Lastly, I find it interesting, and disconcerting, that nowhere is it really stated whether or not you *can* use PAE on any particular setup. Many distros still default to PAE if you use the 32-bit version. The kernel doesn't warn you on boot ("hey, idiot, you shouldn't use PAE with xGB of RAM"), I've never read a magazine article or book that says "don't do it". Just anecdotes and old wives' tales. The impression given by PAE is (still) that it's a first class citizen, and there are many google hits with people defending that notion. I'm sure PAE adds a heck of a lot of IFDEFs to the kernel source, so the fact it's still maintained means that it's intended to be used.
But, on the other hand, I once again came across Torvalds bashing PAE https://cl4ssic4l.wordpress.com/2011/05/24/linus-torvalds-about-pae/ summarized as "PAE really really sucks". In it he basically says never use PAE above 4G, and that 32-bit really was never designed to be used above 1G! Great little trove of info though, comparing PAE to all the HIMEM issues we all loved so much when fighting with DOS boot disks to just run a stupid game on a 386 back in the day. I also read somewhere else that Linus refuses bugs/fixes against PAE in large RAM setups, though I'm not sure if that's true.

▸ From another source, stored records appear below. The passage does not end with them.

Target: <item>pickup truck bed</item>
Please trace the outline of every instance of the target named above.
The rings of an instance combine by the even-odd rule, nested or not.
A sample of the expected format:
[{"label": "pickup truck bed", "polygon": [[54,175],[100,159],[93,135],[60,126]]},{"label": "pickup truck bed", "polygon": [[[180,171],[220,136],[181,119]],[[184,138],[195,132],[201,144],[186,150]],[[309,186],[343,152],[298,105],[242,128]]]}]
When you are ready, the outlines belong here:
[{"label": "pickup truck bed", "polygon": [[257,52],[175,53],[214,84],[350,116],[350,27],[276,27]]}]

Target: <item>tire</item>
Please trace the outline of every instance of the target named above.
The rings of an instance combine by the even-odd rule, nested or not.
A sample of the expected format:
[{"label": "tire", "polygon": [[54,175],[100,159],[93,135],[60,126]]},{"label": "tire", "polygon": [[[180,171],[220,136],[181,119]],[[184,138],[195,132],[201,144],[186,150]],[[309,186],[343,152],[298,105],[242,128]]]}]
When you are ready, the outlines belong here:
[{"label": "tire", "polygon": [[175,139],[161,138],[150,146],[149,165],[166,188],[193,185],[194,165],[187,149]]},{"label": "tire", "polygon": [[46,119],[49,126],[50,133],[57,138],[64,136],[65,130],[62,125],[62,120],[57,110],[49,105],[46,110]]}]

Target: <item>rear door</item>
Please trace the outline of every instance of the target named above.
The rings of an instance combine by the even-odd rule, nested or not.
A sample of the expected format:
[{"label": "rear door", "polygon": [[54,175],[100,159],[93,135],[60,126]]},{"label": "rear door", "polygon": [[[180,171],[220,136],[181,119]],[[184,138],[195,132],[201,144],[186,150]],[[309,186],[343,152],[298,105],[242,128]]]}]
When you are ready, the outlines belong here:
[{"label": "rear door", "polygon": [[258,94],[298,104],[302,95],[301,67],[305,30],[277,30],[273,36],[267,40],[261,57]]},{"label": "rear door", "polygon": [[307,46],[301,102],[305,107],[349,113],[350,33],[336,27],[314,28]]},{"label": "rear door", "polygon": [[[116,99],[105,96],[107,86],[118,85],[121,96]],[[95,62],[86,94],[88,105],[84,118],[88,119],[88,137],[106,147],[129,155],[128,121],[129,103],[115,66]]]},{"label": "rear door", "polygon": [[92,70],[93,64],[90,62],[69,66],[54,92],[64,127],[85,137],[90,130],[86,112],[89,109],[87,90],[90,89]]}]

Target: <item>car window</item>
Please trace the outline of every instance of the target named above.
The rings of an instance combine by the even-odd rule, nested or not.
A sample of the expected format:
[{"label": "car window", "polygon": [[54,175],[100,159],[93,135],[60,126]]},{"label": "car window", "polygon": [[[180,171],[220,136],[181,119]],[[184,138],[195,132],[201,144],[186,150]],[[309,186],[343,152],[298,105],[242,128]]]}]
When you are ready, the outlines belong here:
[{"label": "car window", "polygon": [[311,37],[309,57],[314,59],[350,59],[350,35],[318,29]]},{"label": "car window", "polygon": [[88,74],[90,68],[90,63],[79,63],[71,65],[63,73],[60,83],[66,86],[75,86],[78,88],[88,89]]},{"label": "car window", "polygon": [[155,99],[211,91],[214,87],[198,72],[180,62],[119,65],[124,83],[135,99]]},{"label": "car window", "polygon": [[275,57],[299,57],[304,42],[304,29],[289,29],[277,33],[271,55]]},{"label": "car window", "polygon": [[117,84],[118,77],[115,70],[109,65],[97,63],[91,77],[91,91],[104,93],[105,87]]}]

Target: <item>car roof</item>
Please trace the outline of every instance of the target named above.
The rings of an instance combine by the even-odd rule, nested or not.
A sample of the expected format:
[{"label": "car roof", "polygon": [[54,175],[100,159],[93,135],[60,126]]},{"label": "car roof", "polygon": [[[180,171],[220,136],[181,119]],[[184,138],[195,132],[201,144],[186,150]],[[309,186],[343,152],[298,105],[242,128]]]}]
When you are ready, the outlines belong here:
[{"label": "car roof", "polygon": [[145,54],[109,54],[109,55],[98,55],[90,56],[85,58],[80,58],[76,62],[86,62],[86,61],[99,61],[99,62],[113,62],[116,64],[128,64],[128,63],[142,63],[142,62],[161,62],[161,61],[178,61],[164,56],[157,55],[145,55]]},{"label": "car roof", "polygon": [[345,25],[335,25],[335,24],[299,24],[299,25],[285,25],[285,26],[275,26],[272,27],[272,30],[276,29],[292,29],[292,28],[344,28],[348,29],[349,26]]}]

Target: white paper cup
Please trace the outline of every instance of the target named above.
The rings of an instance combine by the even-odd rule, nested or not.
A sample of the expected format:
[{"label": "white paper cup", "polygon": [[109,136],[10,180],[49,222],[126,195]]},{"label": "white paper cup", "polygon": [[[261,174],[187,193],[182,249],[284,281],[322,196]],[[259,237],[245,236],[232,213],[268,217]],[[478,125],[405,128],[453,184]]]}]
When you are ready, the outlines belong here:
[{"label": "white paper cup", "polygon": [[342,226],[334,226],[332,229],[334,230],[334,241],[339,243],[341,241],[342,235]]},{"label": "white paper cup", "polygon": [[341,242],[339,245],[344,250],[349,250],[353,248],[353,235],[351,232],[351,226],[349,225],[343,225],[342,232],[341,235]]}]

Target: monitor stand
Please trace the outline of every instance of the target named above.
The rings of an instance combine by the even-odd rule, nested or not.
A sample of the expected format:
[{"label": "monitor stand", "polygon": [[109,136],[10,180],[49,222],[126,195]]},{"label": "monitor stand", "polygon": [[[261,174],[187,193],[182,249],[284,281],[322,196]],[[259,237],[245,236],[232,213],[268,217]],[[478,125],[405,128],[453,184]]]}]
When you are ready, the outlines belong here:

In any case, I'm not in the mood to battle for this bug to get fixed (and a battle it would be) so I leave it to this email (along with my zillion previous ones working up to this revelation) and google to help people who hit this bug in the future, as surely there will be more of them.
For google: original problem search keys: 32-bit PAE kernel with large amounts of RAM, like 10GB, 12GB, 16GB, etc, runs fine after reboot but after a certain amount of writes (or simply uptime, like 1 or 2 days or 6-20 hours, it's variable) starts having extremely poor disk write performance. Disk read remains unaffected. Doesn't matter if you are writing to SSD or spinning rust HDD. Write speed stays high (say 100MB/s) for most of the time before problem hits, then they drop off along a curve quite quickly (80MB/s to 40MB/s in an hour) down to lows (10 - 20MB/s) where they hover, but still get worse very slowly. I've seen as low as 5MB/s. I've read reports of 1MB/s. The speed seems to be related to the max write speed of your disk, so the SSDs still write faster than the rust disks when the bug hits. If you reboot the problem goes away for another few hours/days until it hits again. I'm sure if you had a way to measure total system writes since boot you'd see that the bug hits deterministically every time after X MB of writes, and the curve probably is predictable. You can test with dd conv=fdatasync option and watch the MB/s drop off. Interestingly, with oflag=direct dd option there is no slowdown when the bug hits, so the problem must be with kernel buffer/cache. Lastly, no data corruption ever occurs, things just slow down.